Feyzi Açıkalın

Birden fazla Vietnam

19 Aralık 2024 Perşembe

Sözcüğün aslı olan ‘Ho ho hoşi min/bir iki üç/daha fazla Vietnam/Ernesto’ya bin selam’ sloganının atıldığı zaman diliminde üniversitedeydim. Ho Chi Minh’in ne denli büyük bir lider olduğunu bilmediğim yıllardı. Ne yazık ki Vietnam’ın babası Ho Chi Minh savaşın kazanıldığını görmeden ölecekti. Amerika’nın Vietnam savaşını kaybettiğini ODTÜ ikinci yurdunun televizyon odasındaki TRT yayınında, 17 Mayıs 1975 günü öğrendim. İsmail Cem İpekçi’nin genel müdürü olduğu özgürlükçü TRT kurumunun, Vietnam’ın savaşı kazanışını coşkuyla haberleştirmesini bugün gibi anımsıyorum…

Vietnam’ın sonraki yıllarda filmlere konu olacak gerilla savaşı Amerika’yı pes ettirmişti. Ama bence Amerika’ya asıl kaybettiren sanatçısı, sporcusu, yazarı, bilim insanı ve siyasetçisiyle ülkede savaş karşıtlığı oluşturan muhalefetin yükselmesiydi. Amerika kendi pisliğini yine kendisi temizlemişti. Bundan sonrasını yani oralarda neler olup bittiğini filmlerden, kitaplardan öğrenecektik.

İnsanın, Vietnam’ın da aralarında olduğu ‘gelişmekte olan’ diye anılan ülkelere yaptığı gezilerde, ülkesi Türkiye’yle her daim koşutluk kurması kaçınılmaz oluyor. ‘Amerika’nın, daha öncesinde ise Fransa’nın Vietnam’da ne işi vardı?’ sorusuyla başlayan irdelemeler her alanda sürüyor. Örneğin, Türkiye Cumhuriyeti’nin kurucu lideri Mustafa Kemal Atatürk’ün ‘misakı milli’ yani sınırları belirlenmiş vatan toprağı içindeki bağımsızlığı koruma anlayışı Hindi Çini denen yarımadada nasıl işlemişti? Ho Chi Minh de bugünkü Türkiye liderinin benzeri söylemleriyle “Vietnam Vietnam’dan daha büyüktür. Ufkumuzu 331 bin kilometre kareyle sınırlandırmayız!” diyerek mi savunmasını komşu ülke Laos’ta kurmuştu? Laos ülkesi her sekiz dakikada bir olmak üzere dokuz yıl boyunca bu yüzden mi bombardımana uğratılmış, halen dünyanın en fakir ülkelerinden biri olarak kalmıştı?

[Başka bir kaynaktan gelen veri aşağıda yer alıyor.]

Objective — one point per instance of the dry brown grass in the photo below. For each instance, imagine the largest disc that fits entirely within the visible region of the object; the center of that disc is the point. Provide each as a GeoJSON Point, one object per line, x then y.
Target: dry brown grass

Vietnam dünya gözüyle görüldüğünde, Fransa’nın 1945 yılına kadar süren işgalinin tamamen hammadde sömürüsüne dayandığı anlaşılıyor. Ne yazık ki Fransa, Britanya gibi emperyalizmin kitabını yazmış bir ülkeden farklı olarak kolonyalizmini, bulunduğu coğrafyayı geliştirmek üzere kullanmamış, bir ölçüde de olsa Vietnam’ı geliştirmemişti. Bu yüzden yalnızca, o dönemin incelikli Fransız mimarisini içeren yapı stoğu ile varlığını sürdürüyordu. Bir de nitelikli restoranlardaki Fransız yemeğiyle…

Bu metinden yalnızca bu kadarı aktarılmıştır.